By Neha Sodhi on Jun 14, 2022 9:00:00 AM
A 2022 State of Content Marketing report by SEMrush revealed that 40% of brands surveyed say they outsource copywriting. If you fall in the 60% and want to improve your copywriting skills, we’re here to help.
Web copy can make the difference between a visitor and a lead. It plays an integral role for consumers at every stage of the buying cycle, from awareness to decision making and advocacy.
Read on to find tips on how to write compelling copy.
What is website copywriting?
Website copywriting is the process of writing content – think blog posts, landing pages, product pages – to prompt a desired action on a website. Well-crafted website copy can turn visitors into leads and leads into customers.
Most marketers can identify poor web copy when they see it. Why? Because poor web copy doesn’t read smoothly, stir emotions, influence behaviors, or make explicit calls to action.
It feels purposeless — and that’s the exact opposite of what marketing is meant to accomplish.
Know your audience.
The number one tip for website copywriting is to know who will be reading it. If you don’t have a reader in mind, how will you know which words and tone will resonate with them best?
Figure out the why.
Too often, we write without diving into the purpose of the content. What will the reader gain from reading this? What do I want them to do after reading this? Why should they care about this content?
Answering these questions is key to writing valuable content.
Complexity kills readability.
SEMrush recently analyzed over 23,561 texts ranking in Google’s top 10 results. They found that the lowest-scoring texts had two things in common: They were too long or too complex.
In fact, 41% of low-scoring texts used words that were too complex.
Take this as your sign to skip the jargon and the fancy words – just get straight to the point.
As writers, it’s so easy to get carried away with our words. In marketing, using excessive language can have the exact opposite effect.
Write how you speak.
This one seems obvious but can be the biggest hurdle for copywriters.
We often think that our readers use language that’s more advanced and elevated than our own. But the truth is, many readers want to be spoken to like a friend.
Take breaks between drafts.
When you’ve been working on something for a while, it becomes hard to spot errors.
To combat this, take a lot of time between edits, says HubSpot staff writer Madhu Murali.
"This gives me a fresh perspective on the piece each time I read it and get a better idea of a reader's POV," he says.
When rereading, you’ll likely spot clunky sentences, awkward phrasing, and grammar mistakes more easily. This approach can turn good copy into great copy.
Break up the copy.
No matter how good your copy is, if it’s long and bulky, you’re likely to lose your reader’s attention.
Eye-tracking studies reveal that website visitors often skim articles instead of reading every sentence. As such, break up your paragraphs – especially if your traffic mostly comes from mobile devices.
This can be also done through subheaders, bullet points, and images, as shown in the example below.

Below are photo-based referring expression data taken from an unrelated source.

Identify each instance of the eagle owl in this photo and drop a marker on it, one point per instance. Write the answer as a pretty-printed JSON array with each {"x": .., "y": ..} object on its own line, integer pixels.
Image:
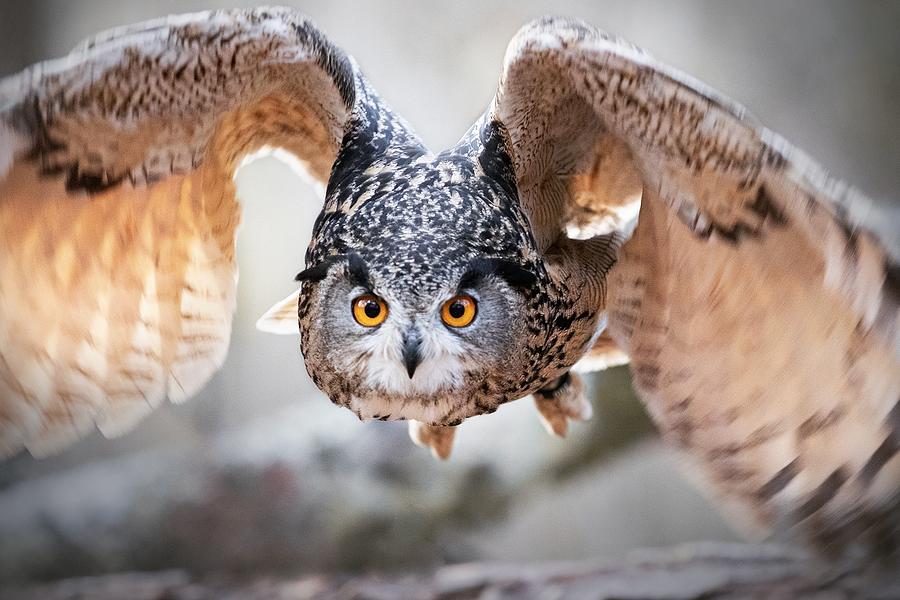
[{"x": 604, "y": 209}]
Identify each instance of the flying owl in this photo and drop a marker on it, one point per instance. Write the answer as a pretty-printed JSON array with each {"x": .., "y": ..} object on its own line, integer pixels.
[{"x": 604, "y": 209}]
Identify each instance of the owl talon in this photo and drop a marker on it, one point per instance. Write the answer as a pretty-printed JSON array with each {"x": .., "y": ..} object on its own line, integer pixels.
[
  {"x": 561, "y": 401},
  {"x": 437, "y": 438}
]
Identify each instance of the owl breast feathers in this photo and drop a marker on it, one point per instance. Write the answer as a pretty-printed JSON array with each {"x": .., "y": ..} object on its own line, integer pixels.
[{"x": 604, "y": 209}]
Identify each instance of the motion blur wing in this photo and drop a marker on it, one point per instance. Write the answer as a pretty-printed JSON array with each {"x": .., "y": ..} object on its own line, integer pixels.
[
  {"x": 118, "y": 212},
  {"x": 757, "y": 306}
]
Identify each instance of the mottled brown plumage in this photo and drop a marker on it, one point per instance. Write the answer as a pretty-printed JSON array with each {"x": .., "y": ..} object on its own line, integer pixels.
[{"x": 758, "y": 309}]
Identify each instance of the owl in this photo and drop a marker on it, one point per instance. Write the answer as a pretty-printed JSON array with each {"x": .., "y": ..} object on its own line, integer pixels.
[{"x": 604, "y": 209}]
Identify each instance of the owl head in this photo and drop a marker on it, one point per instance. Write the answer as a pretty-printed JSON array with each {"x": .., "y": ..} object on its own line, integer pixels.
[{"x": 416, "y": 302}]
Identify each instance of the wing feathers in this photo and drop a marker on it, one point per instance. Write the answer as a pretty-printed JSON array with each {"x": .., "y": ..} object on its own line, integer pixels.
[
  {"x": 756, "y": 300},
  {"x": 118, "y": 214}
]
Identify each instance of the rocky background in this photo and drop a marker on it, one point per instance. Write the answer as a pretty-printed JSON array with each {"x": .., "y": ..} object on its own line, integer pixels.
[{"x": 260, "y": 475}]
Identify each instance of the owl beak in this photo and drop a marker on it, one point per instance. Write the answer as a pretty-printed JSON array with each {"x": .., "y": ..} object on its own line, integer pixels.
[{"x": 411, "y": 357}]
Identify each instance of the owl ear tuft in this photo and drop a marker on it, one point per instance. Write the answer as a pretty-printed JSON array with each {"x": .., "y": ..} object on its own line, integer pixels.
[{"x": 282, "y": 318}]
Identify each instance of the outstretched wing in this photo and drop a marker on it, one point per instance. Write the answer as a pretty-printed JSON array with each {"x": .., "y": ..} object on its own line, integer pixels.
[
  {"x": 757, "y": 306},
  {"x": 118, "y": 213}
]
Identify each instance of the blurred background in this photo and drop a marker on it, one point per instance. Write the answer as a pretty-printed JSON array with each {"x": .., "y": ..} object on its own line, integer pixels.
[{"x": 260, "y": 473}]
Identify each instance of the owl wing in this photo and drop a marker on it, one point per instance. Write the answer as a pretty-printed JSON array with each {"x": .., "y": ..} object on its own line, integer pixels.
[
  {"x": 118, "y": 211},
  {"x": 757, "y": 305}
]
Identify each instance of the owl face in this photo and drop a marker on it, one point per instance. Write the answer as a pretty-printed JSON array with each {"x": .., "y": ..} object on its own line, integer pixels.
[{"x": 433, "y": 353}]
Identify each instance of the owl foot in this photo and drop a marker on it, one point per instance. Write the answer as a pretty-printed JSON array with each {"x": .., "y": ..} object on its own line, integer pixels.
[
  {"x": 437, "y": 438},
  {"x": 562, "y": 400}
]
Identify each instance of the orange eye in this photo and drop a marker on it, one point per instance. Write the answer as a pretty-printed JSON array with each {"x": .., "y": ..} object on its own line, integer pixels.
[
  {"x": 369, "y": 310},
  {"x": 459, "y": 311}
]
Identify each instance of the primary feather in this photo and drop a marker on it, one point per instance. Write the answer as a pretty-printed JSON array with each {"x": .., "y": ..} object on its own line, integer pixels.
[{"x": 758, "y": 308}]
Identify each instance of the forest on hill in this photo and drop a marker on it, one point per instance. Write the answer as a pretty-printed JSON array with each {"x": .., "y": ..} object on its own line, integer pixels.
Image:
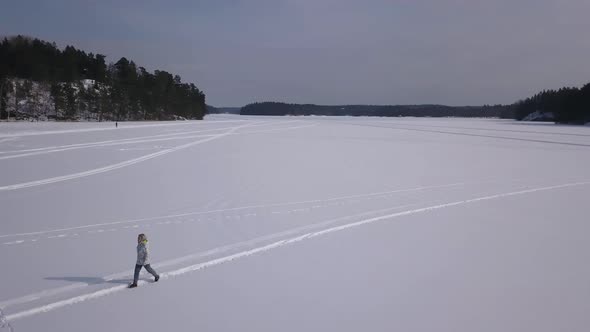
[{"x": 39, "y": 80}]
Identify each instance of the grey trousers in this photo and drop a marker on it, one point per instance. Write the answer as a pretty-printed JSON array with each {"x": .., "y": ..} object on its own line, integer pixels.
[{"x": 138, "y": 268}]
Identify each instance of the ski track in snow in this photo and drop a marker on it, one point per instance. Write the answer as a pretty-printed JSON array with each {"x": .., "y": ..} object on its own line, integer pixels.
[
  {"x": 126, "y": 163},
  {"x": 326, "y": 202},
  {"x": 123, "y": 126},
  {"x": 278, "y": 244}
]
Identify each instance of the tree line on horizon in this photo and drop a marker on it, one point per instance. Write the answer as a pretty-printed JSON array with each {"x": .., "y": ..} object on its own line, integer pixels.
[
  {"x": 38, "y": 78},
  {"x": 566, "y": 105}
]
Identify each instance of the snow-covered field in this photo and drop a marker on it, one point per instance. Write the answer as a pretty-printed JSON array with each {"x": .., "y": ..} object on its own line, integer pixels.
[{"x": 296, "y": 224}]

Avoid overuse of buzzwords.
When using buzzwords, the goal is usually to use words most likely to stand out to readers. Sometimes, people get carried away a bit and you end up with a convoluted sentence with no substance.
In this case, less is more. So, keep your copy straightforward and jargon-free – unless you have data to prove that it works for your audience.
Focus on benefits.
As straightforward as this seems, many companies fail to apply this principle to their web copy.
They focus on what their company does and what products they offer, instead of writing from the reader’s perspective. What can they gain from using your software? Start from there.
So, instead of saying "We do inbound marketing," try something like "Increase your web traffic and leads with engaging content," which immediately outlines the benefits.
Don’t overlook microcopy.
Microcopy refers to the short text on a website, such as a call to action and the label on a form field.
The text that doesn’t seem to come up in conversation very often, but it’s little details like these that can make or break the user experience on your website.
Don’t overlook your competition.
It’s always helpful seeing what your competitors are doing, as it can inform your own strategy. Copywriting is no different.
Review your direct competitors’ websites and take note of their copy. What’s their tone? How do they present their products and services to consumers? What CTAs do they use (and on which pages) to drive traffic through to the bottom of the funnel?
Now that you have all these tips, you can step your copywriting game up and increase those conversions.